Anthropic revokes OpenAI's access to Claude amid GPT‑5 benchmarking row
What's the story
Anthropic has cut off OpenAI's access to its Claude API, a move that comes after the former accused the latter of violating its terms of service. The decision was made on Tuesday, multiple sources familiar with the matter told WIRED. An Anthropic spokesperson confirmed the action, noting that "Claude Code has become the go-to choice for coders everywhere," which underscores its widespread use and appeal.
Accusation details
OpenAI allegedly breached Anthropic's commercial terms
The spokesperson further claimed that OpenAI's technical staff had been using Anthropic's coding tools before the launch of GPT-5. This, according to them, was a direct violation of their terms of service.

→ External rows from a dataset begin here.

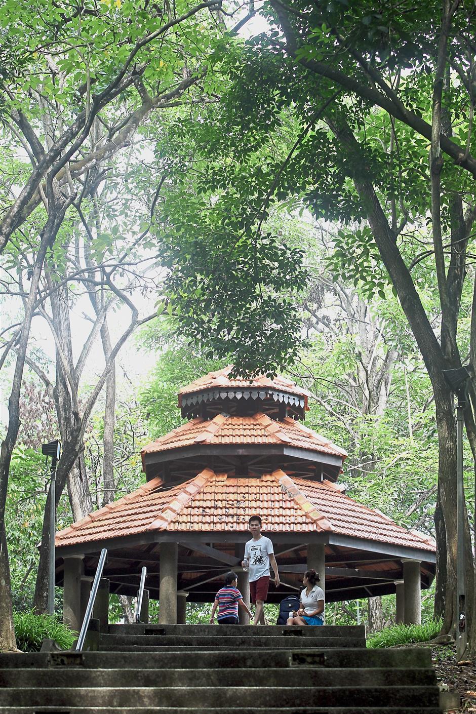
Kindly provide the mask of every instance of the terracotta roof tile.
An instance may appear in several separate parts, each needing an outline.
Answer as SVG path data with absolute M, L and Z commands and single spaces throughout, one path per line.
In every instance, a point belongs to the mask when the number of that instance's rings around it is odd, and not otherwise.
M 434 542 L 344 496 L 333 486 L 295 478 L 278 470 L 260 478 L 228 478 L 205 469 L 186 483 L 167 488 L 160 479 L 141 486 L 56 534 L 69 545 L 151 531 L 248 530 L 259 513 L 266 531 L 327 531 L 434 552 Z M 61 551 L 59 554 L 61 554 Z
M 193 444 L 289 444 L 345 458 L 347 452 L 328 439 L 316 434 L 290 417 L 275 421 L 260 412 L 253 416 L 225 416 L 218 414 L 206 421 L 198 417 L 161 436 L 142 449 L 143 456 L 193 446 Z

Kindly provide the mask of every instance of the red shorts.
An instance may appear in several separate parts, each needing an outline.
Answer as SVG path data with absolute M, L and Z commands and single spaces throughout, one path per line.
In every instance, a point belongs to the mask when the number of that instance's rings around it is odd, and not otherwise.
M 250 595 L 251 596 L 251 602 L 253 605 L 256 604 L 257 600 L 262 600 L 263 603 L 266 602 L 266 595 L 268 595 L 268 588 L 269 587 L 269 575 L 262 575 L 257 580 L 250 583 Z

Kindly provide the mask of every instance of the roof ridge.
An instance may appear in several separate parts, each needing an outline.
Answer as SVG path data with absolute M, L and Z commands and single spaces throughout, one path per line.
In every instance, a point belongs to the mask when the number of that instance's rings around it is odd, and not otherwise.
M 193 439 L 195 443 L 206 441 L 210 443 L 211 440 L 220 431 L 227 420 L 223 414 L 216 414 L 213 419 L 203 421 L 203 428 L 198 436 Z
M 341 454 L 345 458 L 349 456 L 345 448 L 343 448 L 341 446 L 338 446 L 338 445 L 334 443 L 333 441 L 331 441 L 330 439 L 328 439 L 325 436 L 318 434 L 317 431 L 311 429 L 309 426 L 306 426 L 305 424 L 302 424 L 300 422 L 295 421 L 294 421 L 294 426 L 300 431 L 303 431 L 306 436 L 313 438 L 314 439 L 319 441 L 321 446 L 330 446 L 332 448 L 335 449 L 336 451 L 338 451 L 339 453 Z
M 300 480 L 303 481 L 303 479 L 300 479 Z M 415 533 L 410 528 L 405 528 L 405 526 L 400 526 L 393 518 L 390 518 L 390 516 L 385 516 L 385 513 L 383 513 L 381 511 L 378 510 L 378 508 L 370 508 L 368 506 L 365 506 L 363 503 L 360 503 L 358 501 L 354 501 L 353 498 L 351 498 L 350 496 L 347 495 L 347 493 L 343 493 L 342 491 L 339 491 L 338 489 L 333 488 L 332 486 L 329 486 L 324 483 L 320 483 L 319 481 L 313 481 L 312 483 L 313 486 L 318 486 L 320 488 L 327 488 L 328 491 L 332 491 L 333 493 L 339 493 L 340 498 L 346 498 L 348 501 L 350 501 L 352 503 L 353 503 L 354 506 L 358 506 L 363 511 L 368 511 L 368 513 L 373 513 L 375 516 L 378 516 L 378 518 L 383 523 L 390 523 L 393 526 L 394 526 L 396 528 L 398 528 L 400 531 L 403 531 L 405 533 L 411 533 L 411 535 L 414 538 L 417 538 L 418 540 L 420 540 L 422 543 L 425 543 L 428 545 L 432 545 L 432 543 L 428 542 L 427 538 L 426 537 L 422 537 L 422 534 L 420 534 L 420 536 L 417 536 L 416 533 Z
M 165 531 L 167 526 L 178 516 L 181 511 L 190 503 L 193 496 L 201 491 L 211 476 L 216 476 L 211 468 L 204 468 L 194 478 L 185 483 L 181 483 L 182 493 L 173 497 L 168 503 L 164 505 L 158 518 L 146 528 L 146 531 Z
M 93 511 L 92 513 L 88 513 L 87 516 L 80 518 L 79 521 L 75 521 L 74 523 L 70 523 L 66 528 L 61 528 L 60 531 L 56 531 L 55 533 L 55 540 L 59 533 L 61 533 L 62 538 L 65 533 L 71 533 L 71 531 L 76 531 L 82 526 L 86 526 L 87 523 L 91 523 L 93 521 L 97 521 L 97 519 L 100 518 L 101 516 L 104 515 L 104 513 L 108 513 L 111 511 L 114 511 L 116 506 L 122 503 L 130 503 L 131 501 L 135 501 L 136 498 L 140 498 L 144 491 L 151 491 L 152 488 L 156 488 L 156 486 L 159 486 L 162 483 L 162 479 L 157 476 L 155 478 L 151 479 L 150 481 L 147 481 L 146 483 L 141 484 L 141 486 L 138 486 L 136 491 L 133 491 L 132 493 L 125 493 L 121 497 L 121 498 L 118 498 L 117 501 L 113 501 L 112 503 L 106 503 L 106 506 L 101 506 L 101 508 L 98 508 L 97 511 Z
M 279 477 L 279 485 L 282 490 L 287 493 L 300 506 L 307 517 L 313 521 L 320 531 L 334 531 L 334 526 L 328 518 L 326 518 L 315 505 L 305 496 L 290 476 L 285 473 L 280 468 L 273 472 L 273 476 Z

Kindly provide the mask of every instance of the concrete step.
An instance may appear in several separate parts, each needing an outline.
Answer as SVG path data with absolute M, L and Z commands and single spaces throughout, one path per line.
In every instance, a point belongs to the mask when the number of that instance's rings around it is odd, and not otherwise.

Anthropic's commercial terms explicitly prohibit customers from using the service to "build a competing product or service," train competing AI models, or reverse-engineer/duplicate their services.
Testing procedures
OpenAI was testing Claude's capabilities
Reportedly, OpenAI was using Claude through its own internal tools with special developer access (APIs), instead of the regular chat interface. This enabled them to test Claude's capabilities in coding and creative writing against their own AI models. They also looked at how well Claude responded to safety-related prompts involving CSAM, self-harm, defamation categories. The results help OpenAI compare its own models' behavior under similar conditions and make adjustments as needed.
Response statement
It's industry standard to evaluate other AI systems, says OpenAI
In response to the API access cut-off, OpenAI's chief communications officer Hannah Wong said, "It's industry standard to evaluate other AI systems to benchmark progress and improve safety." She added that while they respect Anthropic's decision, it's disappointing considering OpenAI's API remains available to them. Anthropic has indicated it will continue to ensure OpenAI has API access for benchmarking and safety evaluations, although it did not clarify how the current restriction would impact this work.